“Ethnic Prejudice” Neither Ethnic Nor PrejudiceRabbi Shafran is the director of public affairs for Agudath Israel of America. The above essay is offered courtesy of the Jewish Telegraphic Agency and is posted her with permission
Rabbi Avi Shafran
The recent Israeli High Court ruling against parents of students in the Israeli town of Emmanuel and the ensuing massive haredi demonstration on the parents’ behalf present an opportunity to either jump to conclusions or objectively evaluate the facts.
Several Sephardi parents – Israelis of North African and Middle-Eastern backgrounds – in the town brought a lawsuit aimed at preventing other parents of students who had been studying in the local Beit Yaakov girls’ school from maintaining a new school the latter group had established. The court ruled that the new school was born of illegal ethnic discrimination and, later, that the “new school” parents’ subsequent second choice – to send their daughters to a school in another city – was also forbidden them. The court fined those parents for each day they refused to comply with its order to return their children to the Emmanuel Beit Yaakov, threatened them with prison and then made good on the threat. On June 17, the parents, wearing their Sabbath clothes, were held aloft and escorted to the prison by a peaceful crowd of tens of thousands, singing and dancing, in a demonstration of support for the soon-to-be prisoners.
What gives here? Well there are two versions. First, the one presented by most media:
Racial prejudice lay at the root of the parents’ desire for a separate school for their children and their refusal to abide by the court ruling. The large number of supporters who turned out on their behalf reflected a general haredi Ashkenazic disdain for the “segregation” of Sephardim.
Version two:
The jailed parents sought only to preserve the religious standards the Emmanuel school had maintained for many years. Changing demographics over the years in Emmanuel brought an influx of families with less stringent standards of Jewish observance, dress and insularity (including things like use of the internet and personal messaging, which are shunned by many haredim for religious reasons) than the original residents of the town. Some of the long-time residents with school-age children saw a need for two different educational institutions to service Emmanuel’s girls. That most of the new families happened to be of Sephardi heritage played no role at all in that decision.

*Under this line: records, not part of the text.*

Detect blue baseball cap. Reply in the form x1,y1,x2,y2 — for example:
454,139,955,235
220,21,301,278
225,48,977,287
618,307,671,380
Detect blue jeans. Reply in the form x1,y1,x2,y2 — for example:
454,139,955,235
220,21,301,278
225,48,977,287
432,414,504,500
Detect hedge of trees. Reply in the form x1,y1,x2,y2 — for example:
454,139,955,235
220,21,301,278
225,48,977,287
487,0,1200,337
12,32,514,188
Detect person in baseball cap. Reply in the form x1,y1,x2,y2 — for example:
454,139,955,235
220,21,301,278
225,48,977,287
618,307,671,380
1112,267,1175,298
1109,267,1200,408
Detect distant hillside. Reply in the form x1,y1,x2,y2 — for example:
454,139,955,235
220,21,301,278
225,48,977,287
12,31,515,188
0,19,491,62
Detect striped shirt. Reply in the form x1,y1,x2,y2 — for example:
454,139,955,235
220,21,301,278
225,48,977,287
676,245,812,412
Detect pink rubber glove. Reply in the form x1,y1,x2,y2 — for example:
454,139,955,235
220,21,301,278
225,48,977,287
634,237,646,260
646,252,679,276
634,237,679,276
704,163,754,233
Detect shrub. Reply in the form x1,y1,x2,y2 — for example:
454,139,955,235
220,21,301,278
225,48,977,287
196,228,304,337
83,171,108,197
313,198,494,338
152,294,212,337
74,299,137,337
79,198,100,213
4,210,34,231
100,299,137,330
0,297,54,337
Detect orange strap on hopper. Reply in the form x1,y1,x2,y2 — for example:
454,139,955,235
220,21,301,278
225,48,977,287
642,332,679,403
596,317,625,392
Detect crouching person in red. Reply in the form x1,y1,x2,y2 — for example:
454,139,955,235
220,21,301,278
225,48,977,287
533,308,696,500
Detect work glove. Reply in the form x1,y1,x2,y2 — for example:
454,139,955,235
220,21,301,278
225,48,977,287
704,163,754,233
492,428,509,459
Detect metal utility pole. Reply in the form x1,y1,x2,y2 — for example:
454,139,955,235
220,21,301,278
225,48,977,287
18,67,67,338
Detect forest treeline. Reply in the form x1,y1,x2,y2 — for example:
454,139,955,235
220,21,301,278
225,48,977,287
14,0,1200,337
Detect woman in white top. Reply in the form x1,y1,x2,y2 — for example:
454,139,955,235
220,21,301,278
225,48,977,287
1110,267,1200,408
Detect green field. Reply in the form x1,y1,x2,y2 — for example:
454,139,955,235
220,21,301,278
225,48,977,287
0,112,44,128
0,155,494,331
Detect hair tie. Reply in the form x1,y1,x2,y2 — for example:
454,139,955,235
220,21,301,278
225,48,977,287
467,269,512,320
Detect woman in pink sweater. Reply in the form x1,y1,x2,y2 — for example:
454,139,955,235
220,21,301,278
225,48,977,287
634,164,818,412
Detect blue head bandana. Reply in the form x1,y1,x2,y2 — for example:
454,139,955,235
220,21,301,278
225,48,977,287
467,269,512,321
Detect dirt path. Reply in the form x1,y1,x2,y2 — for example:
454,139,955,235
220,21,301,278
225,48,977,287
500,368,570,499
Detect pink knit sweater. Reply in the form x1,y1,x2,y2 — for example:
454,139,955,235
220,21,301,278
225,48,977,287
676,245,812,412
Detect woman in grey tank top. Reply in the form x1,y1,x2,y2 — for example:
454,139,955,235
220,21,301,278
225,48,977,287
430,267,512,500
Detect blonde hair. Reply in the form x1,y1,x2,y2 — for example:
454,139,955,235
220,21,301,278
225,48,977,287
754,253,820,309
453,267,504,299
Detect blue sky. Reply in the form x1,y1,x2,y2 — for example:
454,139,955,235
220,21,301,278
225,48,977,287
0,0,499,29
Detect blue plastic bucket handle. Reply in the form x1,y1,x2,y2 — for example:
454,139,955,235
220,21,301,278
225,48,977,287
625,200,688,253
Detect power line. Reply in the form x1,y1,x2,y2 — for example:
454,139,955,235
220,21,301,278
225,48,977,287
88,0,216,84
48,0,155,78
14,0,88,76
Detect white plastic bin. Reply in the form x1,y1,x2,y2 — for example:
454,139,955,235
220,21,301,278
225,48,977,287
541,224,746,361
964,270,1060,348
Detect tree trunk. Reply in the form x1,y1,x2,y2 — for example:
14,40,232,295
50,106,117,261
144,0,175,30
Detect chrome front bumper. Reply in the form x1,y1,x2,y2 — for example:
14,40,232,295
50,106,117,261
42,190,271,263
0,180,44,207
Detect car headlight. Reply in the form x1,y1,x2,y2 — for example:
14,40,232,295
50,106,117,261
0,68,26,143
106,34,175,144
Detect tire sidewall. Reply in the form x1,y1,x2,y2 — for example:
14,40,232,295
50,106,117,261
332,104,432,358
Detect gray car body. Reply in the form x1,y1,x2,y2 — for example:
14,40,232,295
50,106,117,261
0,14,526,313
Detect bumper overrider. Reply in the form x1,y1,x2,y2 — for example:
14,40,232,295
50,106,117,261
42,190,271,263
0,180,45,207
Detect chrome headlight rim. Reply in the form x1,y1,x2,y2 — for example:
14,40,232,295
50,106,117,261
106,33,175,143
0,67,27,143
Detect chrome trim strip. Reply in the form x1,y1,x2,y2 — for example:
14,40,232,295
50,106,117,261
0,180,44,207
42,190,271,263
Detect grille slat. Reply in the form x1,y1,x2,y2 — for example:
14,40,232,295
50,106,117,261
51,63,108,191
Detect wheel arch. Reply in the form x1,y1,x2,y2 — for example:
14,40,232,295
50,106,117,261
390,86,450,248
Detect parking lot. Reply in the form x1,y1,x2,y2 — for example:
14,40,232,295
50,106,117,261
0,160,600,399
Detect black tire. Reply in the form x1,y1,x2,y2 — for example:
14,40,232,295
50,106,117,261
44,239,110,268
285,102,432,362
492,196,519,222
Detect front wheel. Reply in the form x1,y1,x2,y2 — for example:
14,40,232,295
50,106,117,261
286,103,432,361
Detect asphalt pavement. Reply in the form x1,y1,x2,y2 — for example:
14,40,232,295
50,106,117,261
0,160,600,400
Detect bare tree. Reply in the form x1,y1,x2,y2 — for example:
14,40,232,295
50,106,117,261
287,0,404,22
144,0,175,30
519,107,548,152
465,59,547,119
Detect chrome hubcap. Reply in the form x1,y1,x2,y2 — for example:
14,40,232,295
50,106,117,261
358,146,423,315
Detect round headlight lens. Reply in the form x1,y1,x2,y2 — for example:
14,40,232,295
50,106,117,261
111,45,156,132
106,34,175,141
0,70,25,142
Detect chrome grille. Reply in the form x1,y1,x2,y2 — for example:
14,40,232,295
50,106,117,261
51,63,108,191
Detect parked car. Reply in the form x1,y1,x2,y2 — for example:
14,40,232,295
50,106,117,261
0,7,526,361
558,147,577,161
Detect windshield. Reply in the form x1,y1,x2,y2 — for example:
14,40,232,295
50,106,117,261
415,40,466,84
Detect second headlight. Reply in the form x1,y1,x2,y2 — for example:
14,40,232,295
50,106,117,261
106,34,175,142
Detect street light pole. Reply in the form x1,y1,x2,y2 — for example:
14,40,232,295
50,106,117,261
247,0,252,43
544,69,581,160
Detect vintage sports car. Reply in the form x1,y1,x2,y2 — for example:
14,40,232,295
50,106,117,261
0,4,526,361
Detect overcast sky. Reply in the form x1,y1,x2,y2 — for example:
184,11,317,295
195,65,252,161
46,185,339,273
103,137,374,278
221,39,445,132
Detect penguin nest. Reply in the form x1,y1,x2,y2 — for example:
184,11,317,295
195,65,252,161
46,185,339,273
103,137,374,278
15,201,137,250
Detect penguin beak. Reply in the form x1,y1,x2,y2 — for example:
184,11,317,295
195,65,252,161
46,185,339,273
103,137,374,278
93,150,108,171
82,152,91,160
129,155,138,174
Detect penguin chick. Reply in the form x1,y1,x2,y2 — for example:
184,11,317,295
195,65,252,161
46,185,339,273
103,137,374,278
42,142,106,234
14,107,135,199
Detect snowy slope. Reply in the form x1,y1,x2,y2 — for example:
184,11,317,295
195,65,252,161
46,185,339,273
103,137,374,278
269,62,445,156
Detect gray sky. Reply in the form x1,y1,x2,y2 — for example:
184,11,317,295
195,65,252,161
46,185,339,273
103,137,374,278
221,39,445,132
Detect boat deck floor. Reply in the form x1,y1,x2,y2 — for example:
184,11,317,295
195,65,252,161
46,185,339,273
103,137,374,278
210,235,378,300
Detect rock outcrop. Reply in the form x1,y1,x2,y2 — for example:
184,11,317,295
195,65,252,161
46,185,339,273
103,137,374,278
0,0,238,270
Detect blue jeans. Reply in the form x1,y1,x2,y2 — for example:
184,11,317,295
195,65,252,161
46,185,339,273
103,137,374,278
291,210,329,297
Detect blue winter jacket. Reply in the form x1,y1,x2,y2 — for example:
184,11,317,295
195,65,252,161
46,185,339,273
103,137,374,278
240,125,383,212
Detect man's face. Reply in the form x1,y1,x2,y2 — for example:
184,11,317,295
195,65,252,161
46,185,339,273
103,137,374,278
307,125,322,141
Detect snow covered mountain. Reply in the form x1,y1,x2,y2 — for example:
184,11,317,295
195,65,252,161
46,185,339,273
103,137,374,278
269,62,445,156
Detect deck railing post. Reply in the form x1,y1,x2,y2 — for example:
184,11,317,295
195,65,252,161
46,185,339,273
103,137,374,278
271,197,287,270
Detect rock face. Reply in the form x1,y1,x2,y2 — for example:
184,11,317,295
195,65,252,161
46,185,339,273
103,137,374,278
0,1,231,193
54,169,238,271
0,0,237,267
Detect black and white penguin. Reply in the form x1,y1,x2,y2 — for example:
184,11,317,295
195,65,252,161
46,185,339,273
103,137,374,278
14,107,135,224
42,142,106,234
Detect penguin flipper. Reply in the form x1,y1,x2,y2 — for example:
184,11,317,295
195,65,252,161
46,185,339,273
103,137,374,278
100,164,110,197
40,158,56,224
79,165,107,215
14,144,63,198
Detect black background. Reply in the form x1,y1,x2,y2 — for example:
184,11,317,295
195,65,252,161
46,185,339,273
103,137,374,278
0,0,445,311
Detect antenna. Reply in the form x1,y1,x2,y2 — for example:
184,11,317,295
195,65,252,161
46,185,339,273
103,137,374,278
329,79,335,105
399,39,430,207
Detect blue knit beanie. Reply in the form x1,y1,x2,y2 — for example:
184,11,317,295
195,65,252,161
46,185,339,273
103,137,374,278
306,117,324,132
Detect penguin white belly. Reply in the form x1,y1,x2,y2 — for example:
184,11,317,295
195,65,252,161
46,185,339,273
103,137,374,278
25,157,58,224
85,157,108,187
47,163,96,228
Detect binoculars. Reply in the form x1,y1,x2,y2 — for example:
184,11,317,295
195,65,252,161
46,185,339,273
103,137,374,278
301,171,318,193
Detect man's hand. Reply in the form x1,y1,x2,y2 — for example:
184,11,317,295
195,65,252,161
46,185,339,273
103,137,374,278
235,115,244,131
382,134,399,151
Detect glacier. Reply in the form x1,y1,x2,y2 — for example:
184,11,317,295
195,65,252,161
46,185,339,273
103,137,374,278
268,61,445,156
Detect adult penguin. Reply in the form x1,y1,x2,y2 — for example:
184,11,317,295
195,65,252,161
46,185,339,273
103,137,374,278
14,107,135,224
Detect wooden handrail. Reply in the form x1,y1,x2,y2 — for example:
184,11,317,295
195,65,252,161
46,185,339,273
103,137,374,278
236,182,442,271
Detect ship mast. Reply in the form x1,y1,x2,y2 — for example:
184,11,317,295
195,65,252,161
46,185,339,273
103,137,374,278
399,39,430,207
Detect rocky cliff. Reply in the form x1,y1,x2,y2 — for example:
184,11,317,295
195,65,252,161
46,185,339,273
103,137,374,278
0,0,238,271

The first version was endorsed by Israel’s High Court, which pronounced that the new school evidenced prejudice and ordered the parents who had founded it to return their children to the Emmanuel Beit Yaakov.
Those parents, however, insisted, and insist, that the court finding was wrong, that their choice was a matter of religious conscience. They refused to be coerced to send their children to a school of the court’s choice and readily went to jail for their civil disobedience. The larger haredi community, wary of the High Court in the best of circumstances and seeing it as having ignored clear facts in this case, rallied to the parents’ side.
Which version reflects the truth?
There is no doubt that discrimination against Sephardim exists in Israeli society, and that it is pernicious and must be fought wherever it appears. The question about the Emmanuel issue, though, is whether such discrimination – or, rather, parents’ concerns for the tenor of their children’s educations – motivated the establishment of the new school.
Several simple facts, although oddly absent from most news reports, seem to point in one direction: More than a quarter of the girls who had been enrolled in the new school were… Sephardim. And there were Ashkenazi girls who remained in the original Beit Yaakov too. What is more, not one applicant to the new school was rejected. Any girl willing to abide by the school’s standards was welcomed, regardless of her ethnic background. The “segregation,” it seems, consisted of nothing more than two schools offering two different sets of religious standards.
The High Court emperor’s nakedness may have been most succinctly voiced by one of the parents who went to jail, as he was held aloft by the crowd and a reporter’s microphone put before him. “Are you a Sephardi?” asked the off-camera voice, its owner having apparently noticed the man’s complexion.
“Yes,” he replied, “A Yemenite.” Then, with a wry smile at the absurdity of it all, he added “A Yemenite is being taken in [to prison] for racism. Ata meivin? [You understand?]”
And yet the headlines blared on, using charged phrases like “ethnic prejudice” and “segregation,” and portraying the jailed parents and their supporters as seeking to discriminate against Sephardim, invoking, as did the court, American blacks’ struggle for civil rights in the 1950s.
They got it perfectly backward. The haredi parents and marchers were championing their rights as parents to educate their children as they wish. They, if anyone, are the Martin Luther Kings here. The court, sad to say, assumed the Bull Connor role.